The reviewer chose to keep anonymity. Distill offers reviewers a choice between anonymous review and offering reviews under their name. Non-anonymous review allows reviewers to get credit for the service they offer to the community.


Advancing the Dialogue

What's the overall story here?

  • multimodal neurons that fire for related concepts, that are interestingly abstract
  • new adversarial attacks for certain types of neural models
  • ways of exploring what neurons associate with

How significant are these contributions? 4/5

  • Ultimately, this is just about one type of model which isn't to my knowledge that widely used.
  • That being said, it's quite cool info about that type of model.

Outstanding Communication

Article structure: 4/5

  • Basically great, except for how under-explained the face visualizations are.

Writing style: 4/5

  • Quite readable, but there were quite a few typos.

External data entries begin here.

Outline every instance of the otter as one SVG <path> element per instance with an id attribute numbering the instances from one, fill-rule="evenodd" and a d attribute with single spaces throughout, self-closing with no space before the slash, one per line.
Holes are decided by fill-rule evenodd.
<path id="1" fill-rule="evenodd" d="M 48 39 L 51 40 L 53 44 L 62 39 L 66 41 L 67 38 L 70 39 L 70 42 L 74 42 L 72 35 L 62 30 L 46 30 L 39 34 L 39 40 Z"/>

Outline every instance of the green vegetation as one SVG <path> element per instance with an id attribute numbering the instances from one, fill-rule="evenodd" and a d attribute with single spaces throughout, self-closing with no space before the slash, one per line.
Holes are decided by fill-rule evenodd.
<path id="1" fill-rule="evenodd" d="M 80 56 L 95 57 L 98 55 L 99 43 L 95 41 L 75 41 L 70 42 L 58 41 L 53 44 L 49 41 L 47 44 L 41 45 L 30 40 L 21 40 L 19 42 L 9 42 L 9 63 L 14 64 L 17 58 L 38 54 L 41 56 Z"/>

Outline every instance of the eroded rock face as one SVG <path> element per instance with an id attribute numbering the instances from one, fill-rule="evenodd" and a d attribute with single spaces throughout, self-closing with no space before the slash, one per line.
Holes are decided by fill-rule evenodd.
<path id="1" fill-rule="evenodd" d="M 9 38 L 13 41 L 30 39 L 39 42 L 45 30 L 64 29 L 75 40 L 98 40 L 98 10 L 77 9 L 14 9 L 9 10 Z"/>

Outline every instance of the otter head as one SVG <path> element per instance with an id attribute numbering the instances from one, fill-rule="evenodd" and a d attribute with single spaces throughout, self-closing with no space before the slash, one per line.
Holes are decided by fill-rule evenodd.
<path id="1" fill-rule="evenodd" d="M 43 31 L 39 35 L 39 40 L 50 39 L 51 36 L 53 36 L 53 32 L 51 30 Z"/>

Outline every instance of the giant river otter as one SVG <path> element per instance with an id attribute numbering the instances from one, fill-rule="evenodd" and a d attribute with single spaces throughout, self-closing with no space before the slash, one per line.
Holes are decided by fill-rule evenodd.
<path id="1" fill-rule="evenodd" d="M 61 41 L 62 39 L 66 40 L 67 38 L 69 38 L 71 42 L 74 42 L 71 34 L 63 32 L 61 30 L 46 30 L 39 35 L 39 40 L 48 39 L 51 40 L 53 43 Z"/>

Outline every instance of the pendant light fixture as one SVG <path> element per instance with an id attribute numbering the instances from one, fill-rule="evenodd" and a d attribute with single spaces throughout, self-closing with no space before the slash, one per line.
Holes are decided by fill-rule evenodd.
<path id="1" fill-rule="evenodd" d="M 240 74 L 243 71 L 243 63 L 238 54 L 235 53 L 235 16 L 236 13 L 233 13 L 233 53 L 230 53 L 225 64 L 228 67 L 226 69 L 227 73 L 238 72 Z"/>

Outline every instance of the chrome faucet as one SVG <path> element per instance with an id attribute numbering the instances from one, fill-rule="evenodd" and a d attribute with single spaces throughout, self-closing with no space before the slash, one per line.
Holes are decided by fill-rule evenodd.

Diagram & interface style: 3/5

  • Cool diagrams, but could be better explained, and often had parts obscured in my browser (Firefox on Ubuntu).

How readable is the paper, accounting for difficulty? 4/5

Scientific Correctness & Integrity

Are the claims in the article well supported? Are experiments in the article well designed, and interpreted fairly? 3/5

  • I think a fair amount of claims about neurons were made without showing the evidence for those claims, but instead qualitatively summarizing that evidence, which is problematic for a subject area that is inherently somewhat subjective.
  • Also, neurons often responded to things that seemed incongruous with their stated meaning.
  • Basically, I'm sold on most of the main claims, but I have some quibbles with some individual neurons.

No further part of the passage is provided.